Cannes 2016 : Grave de Julia Ducournau
par Philippe Gajan
Grave de Julia Ducournau
Un film gore féministe ultra décomplexé… Et donc forcément jouissif
Et quand on dit décomplexé (dixit son producteur), c’est peu de le dire ! Par rapport au cinéma (l’une de ses actrices disait avoir vu le film pour la première fois le matin même et avoir réalisé qu’elle jouait dans une oeuvre d’art! ), par rapport au genre dont elle tord les codes les uns après les autres, par rapport au fémininisme dont elle joue des clichés qu’elle fait voler en éclat, par rapport à son spectateur qu’elle entraîne dans une comédie d’horreur survitaminée avec toute l’énergie et le sérieux que nécessite cet everest du divertissement intelligent. Bref, pour un premier long métrage, une vraie réussite.
On reprend. Justine, fille de vétérinaires, brillante, sérieuse, part rejoindre sa soeur aînée dans la plus prestigieuse des écoles … vétérinaires. Ah oui, elle est végétarienne et le premier jour, cette chère soeur l’oblige a ingurgiter un bout de rein de lapin.
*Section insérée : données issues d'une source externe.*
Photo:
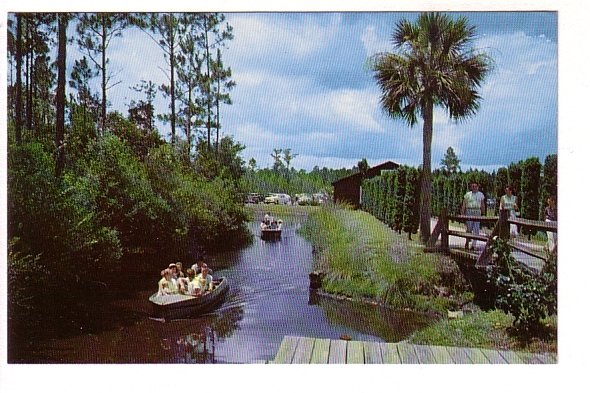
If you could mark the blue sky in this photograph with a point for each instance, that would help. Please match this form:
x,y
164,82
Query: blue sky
x,y
303,83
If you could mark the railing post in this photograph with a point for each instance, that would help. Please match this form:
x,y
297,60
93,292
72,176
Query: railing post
x,y
504,225
444,238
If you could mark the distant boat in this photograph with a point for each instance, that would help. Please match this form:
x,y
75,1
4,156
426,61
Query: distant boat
x,y
271,231
270,234
182,306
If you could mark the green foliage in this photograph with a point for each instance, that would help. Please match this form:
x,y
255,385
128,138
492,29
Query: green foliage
x,y
394,198
478,330
355,251
264,181
54,221
527,296
450,162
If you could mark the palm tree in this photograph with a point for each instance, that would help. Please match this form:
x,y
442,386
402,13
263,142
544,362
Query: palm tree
x,y
433,64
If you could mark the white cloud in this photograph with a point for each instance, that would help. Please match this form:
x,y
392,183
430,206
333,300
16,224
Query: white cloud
x,y
372,43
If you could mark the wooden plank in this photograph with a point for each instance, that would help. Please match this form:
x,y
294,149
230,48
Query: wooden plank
x,y
529,358
526,251
463,253
372,352
303,351
424,354
321,351
542,225
355,353
476,356
337,352
389,353
441,355
407,354
286,350
512,357
545,358
494,356
462,218
466,235
459,355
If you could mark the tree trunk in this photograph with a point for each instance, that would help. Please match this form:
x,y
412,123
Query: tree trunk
x,y
208,84
29,72
218,122
19,88
188,121
62,23
426,184
104,74
172,87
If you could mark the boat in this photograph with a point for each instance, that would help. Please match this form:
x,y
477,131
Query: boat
x,y
271,232
178,306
Car le premier jour, c’est le bizutage, institution qui en prend pour son grade entre parenthèse. Et ce n’est pas un hasard : en installant son film dans un univers aussi connoté, et pas particulièrement célèbre pour sa subtilité , la réalisatrice peut s’amuser à la fois à se vautrer dans les clichés, les codes, les pasages obligés tout en plaçant ses pions. Et c’est un peu le programme du film, ce qui le rend différent et donc intéressant : un jeu de pistes entre blagues débiles et sa propre originalité qui dévoile pierre par pierre un nouvel ordre mondial au sein duquel la femme trône au somment pourvu que les apparences soient sauves (délicieuse ironie…). Sexualité, rapport au corps, animalité, filiation, atavisme, normalité, théorie du genre, féminisme et féminité, rarement tous ces sujets auront été affrontés de façon aussi directe, sabre au clair, avec autant de détermination.